Well, I wish I could report to you that Revival has broken out here in Israel—for sure it will!—but I have had something of a personal breakthrough. After seven years of studying, practicing, preaching in empty rooms to empty chairs (which gives new meaning to the question: is that seat ‘saved’?) I finally preached my first full sermon in Hebrew.
For the past few years I have taught several times in small groups, but when I preached in congregations, I have relied on my English, and used an interpreter.
When Avi Mizrachi, an Israeli pastor, and close friend, invited me to preach on April 22nd I knew I had to go for it—I knew it was time.
When you are preaching in a foreign language, there is so much more preparation. First you prepare your message, and then you have to go through every word to make sure you have the vocabulary to communicate your thoughts. Yael and Danielle let me practice on them and they really encouraged me.
There are many people who actually have the ability to excel in Hebrew but the fear of embarrassment keeps them silent. Indeed, Friday morning I imagined getting up in front of the congregation and not knowing what to say, or getting stuck in the middle of my message. I thought I might back out.

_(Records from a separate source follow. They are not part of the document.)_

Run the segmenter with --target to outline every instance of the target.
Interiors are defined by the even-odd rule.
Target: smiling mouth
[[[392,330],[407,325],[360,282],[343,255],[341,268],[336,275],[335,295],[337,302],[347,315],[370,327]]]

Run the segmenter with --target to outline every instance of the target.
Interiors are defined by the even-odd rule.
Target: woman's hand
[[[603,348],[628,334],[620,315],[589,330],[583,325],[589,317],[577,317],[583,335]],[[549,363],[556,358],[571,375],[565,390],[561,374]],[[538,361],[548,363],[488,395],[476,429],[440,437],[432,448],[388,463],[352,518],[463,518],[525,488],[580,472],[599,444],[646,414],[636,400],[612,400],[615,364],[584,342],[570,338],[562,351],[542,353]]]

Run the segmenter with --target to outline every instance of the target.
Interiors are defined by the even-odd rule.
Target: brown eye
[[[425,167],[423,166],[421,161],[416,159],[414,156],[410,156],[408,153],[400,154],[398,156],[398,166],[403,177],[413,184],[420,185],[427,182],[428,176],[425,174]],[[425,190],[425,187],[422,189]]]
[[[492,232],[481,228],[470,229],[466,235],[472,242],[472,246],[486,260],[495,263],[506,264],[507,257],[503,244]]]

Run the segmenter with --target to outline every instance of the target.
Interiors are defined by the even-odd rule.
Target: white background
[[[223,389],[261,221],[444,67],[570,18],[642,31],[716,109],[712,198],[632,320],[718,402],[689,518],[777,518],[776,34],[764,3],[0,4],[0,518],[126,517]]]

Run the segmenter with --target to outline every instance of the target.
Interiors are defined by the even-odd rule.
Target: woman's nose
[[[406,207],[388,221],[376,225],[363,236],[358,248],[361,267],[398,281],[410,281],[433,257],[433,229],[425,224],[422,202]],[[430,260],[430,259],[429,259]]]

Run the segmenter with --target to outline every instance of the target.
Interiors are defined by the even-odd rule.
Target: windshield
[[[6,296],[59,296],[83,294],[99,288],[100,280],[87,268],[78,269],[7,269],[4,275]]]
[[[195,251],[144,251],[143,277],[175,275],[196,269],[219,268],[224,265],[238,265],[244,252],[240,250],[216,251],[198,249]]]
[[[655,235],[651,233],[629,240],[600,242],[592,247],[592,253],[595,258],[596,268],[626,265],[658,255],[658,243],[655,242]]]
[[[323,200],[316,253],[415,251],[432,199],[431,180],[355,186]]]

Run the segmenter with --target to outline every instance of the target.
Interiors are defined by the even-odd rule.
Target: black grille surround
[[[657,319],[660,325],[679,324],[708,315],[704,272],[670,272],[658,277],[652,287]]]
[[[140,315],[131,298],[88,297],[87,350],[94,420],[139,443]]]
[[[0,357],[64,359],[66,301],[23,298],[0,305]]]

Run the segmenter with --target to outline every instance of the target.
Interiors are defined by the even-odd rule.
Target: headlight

When you are used to being able to say what you want, how you want and when you want and have received positive feedback from your hearers over many years, it is slightly terrifying to take the leap and risk looking stupid or not making sense. For me, I have always had a willingness to appear foolish—is that not the essence of an evangelist? “We are fools for Messiah.” (1 Cor. 4:10) But my larger concern was that I would finish the message only to find out that nobody had any clue what I was talking about!
Thank God, it didn’t go that way. Did I make mistakes in grammar? Yes. Did I mispronounce certain words? Yes. But did I get my message across with passion and clarity, so that despite the mistakes, people were edified. According to those in attendance, Yes! I never dreamed on my first day of Ulpan (Hebrew language school) that it would take seven years! I thought, two, maybe three years…but never seven. And still I am learning. I think I can say that studying Hebrew has been the most difficult undertaking of my life. So many times I concluded that I would never be able to do what I did this weekend.
For those of you who have been with us since the beginning, you remember all my emails about studying Hebrew. I genuinely want to thank all of you have prayed for me and I want to ask that you continue to pray for me in this regard. There is no turning back. I must continue, get better and keep studying. I know the dream that God put on my heart in 1991, the first time I visited Israel. I know what he showed me. And in order for that to happen I must continue to improve my Hebrew.
At the end of the message, a young lady came up to me. She is not a believer yet. She is still in high school and lives in our city, Ra’anana. Other believers have been sharing with her and she is very close to salvation. She told me how much she enjoyed the message. That meant more to me than everyone else’s encouragement combined. To have an unbeliever not just understand, but appreciate the message made my day, week, month and year!